Наконец двери с лязгом закрылись, и поезд двинулся. Не важно куда, лишь бы на восток, подальше от края могил, которыми уже были усыпаны оккупированные территории. Застучали колёса, потекли часы, слагаемые в длинные дни, а дни – в длинные недели.
Постепенно всё как-то улеглось. Люди разместились, как смогли, определили свои пожитки. Успокоили издёрганных посадкой детей. Наконец у некоторых появилась возможность присесть на чемодан, или прямо на пол. Кто-то всё ещё стоял, держась за стены, за друг друга или безо всякой опоры, будучи зажатым телами других. Передвигаться по вагону было невозможно, да и некуда. Особенно трудно было ночью: куда не ступи, как не повернись, в полнейшей темноте натыкаешься на руки-ноги пытающихся спать людей, сидящих или лежащих под ногами в самых неожиданных позах. Большинство, сгрудившись, спали, или, скорее, дремали, стоя, опираясь друг на друга. Десятки измученных людей вообще не могли спать и просто стояли с закрытыми глазами, погружённые в тяжёлую тревожную дремоту.

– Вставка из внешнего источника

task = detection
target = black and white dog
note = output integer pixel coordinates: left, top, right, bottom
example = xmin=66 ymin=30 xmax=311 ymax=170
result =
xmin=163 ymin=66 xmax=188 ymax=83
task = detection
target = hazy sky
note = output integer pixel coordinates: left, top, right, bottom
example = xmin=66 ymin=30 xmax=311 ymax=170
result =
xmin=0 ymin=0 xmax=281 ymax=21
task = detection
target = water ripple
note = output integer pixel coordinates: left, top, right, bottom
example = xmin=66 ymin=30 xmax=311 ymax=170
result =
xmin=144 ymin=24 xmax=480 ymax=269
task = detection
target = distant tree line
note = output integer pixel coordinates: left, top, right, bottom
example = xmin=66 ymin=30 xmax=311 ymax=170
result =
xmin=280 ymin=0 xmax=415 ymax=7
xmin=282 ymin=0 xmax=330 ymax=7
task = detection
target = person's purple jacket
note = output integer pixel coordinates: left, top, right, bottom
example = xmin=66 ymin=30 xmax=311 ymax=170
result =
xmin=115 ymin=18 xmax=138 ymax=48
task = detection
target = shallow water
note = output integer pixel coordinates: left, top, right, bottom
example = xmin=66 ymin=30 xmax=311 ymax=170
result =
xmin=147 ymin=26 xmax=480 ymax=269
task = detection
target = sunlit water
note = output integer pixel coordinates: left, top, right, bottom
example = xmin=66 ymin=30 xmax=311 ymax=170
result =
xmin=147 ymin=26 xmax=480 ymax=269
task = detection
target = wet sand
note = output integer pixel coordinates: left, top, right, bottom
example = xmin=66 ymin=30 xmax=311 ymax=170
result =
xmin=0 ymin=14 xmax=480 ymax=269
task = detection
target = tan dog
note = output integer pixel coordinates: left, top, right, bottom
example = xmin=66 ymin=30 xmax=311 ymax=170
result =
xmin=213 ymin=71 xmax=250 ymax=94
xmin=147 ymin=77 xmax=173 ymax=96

Разумеется, туалета там не было, не было даже ведра для срочной необходимости. Да если бы и была какая-то посудина для этих целей, кто бы мог ею воспользоваться? Ведь люди – не скот, они не могут справлять свои надобности на публике. Но естественные потребности ещё никто не отменял, и многие, проходя через муку, едва выдерживали до остановки поезда где-нибудь в зарослях или посадках, чтобы остановить кошмар воздержания в каком-нибудь укромном месте. Время, выделенное на эти остановки, было коротким и тревожным, так как никогда не знаешь, когда раздастся гудок паровоза, зовущий тебя назад. А если вдруг бомбёжка? Надо бросить свой естественный процесс на любой стадии и изо всех ног бежать назад к своему вагону. И дай Б-г добежать!
В мирное время в таких вагонах перевозили скот, поэтому и пол, и стены были пропитаны тяжёлым запахом навоза, а теперь ещё и человеческих тел, мокрыми детскими штанишками, сохнувшими без стирки. Сотни людей, забыв про гигиену и ароматы, пытались дать отдых затёкшим за день спинам да онемевшим от неподвижности ногам и хоть немного, если это удавалось, отдохнуть сидя или, если повезёт, лёжа. Спали, присев под стенкой вагона, спали, прислонившись спинами друг к другу, ворчали и мирились, вскрикивали от приснившихся кошмаров, спали мёртвым сном под плач детей.
Видя горькую возбуждённость взрослых, дети замыкались в себе, не слезая с рук, отчаянно рыдали и нервничали, с трудом понимая происходившее вокруг. Окон в вагонах не было, если не считать маленькие оконца почти под самым потолком. Их явно не хватало для притока свежего воздуха. Но они были источником хоть какой-то радости для детей, с трудом переносивших однообразие своего тюремного заточения в полумраке вагона. Время от времени родители, стараясь успокоить и развлечь детей, поднимали их к этим оконцам, давая возможность полюбоваться зеленью пробегающих пейзажей.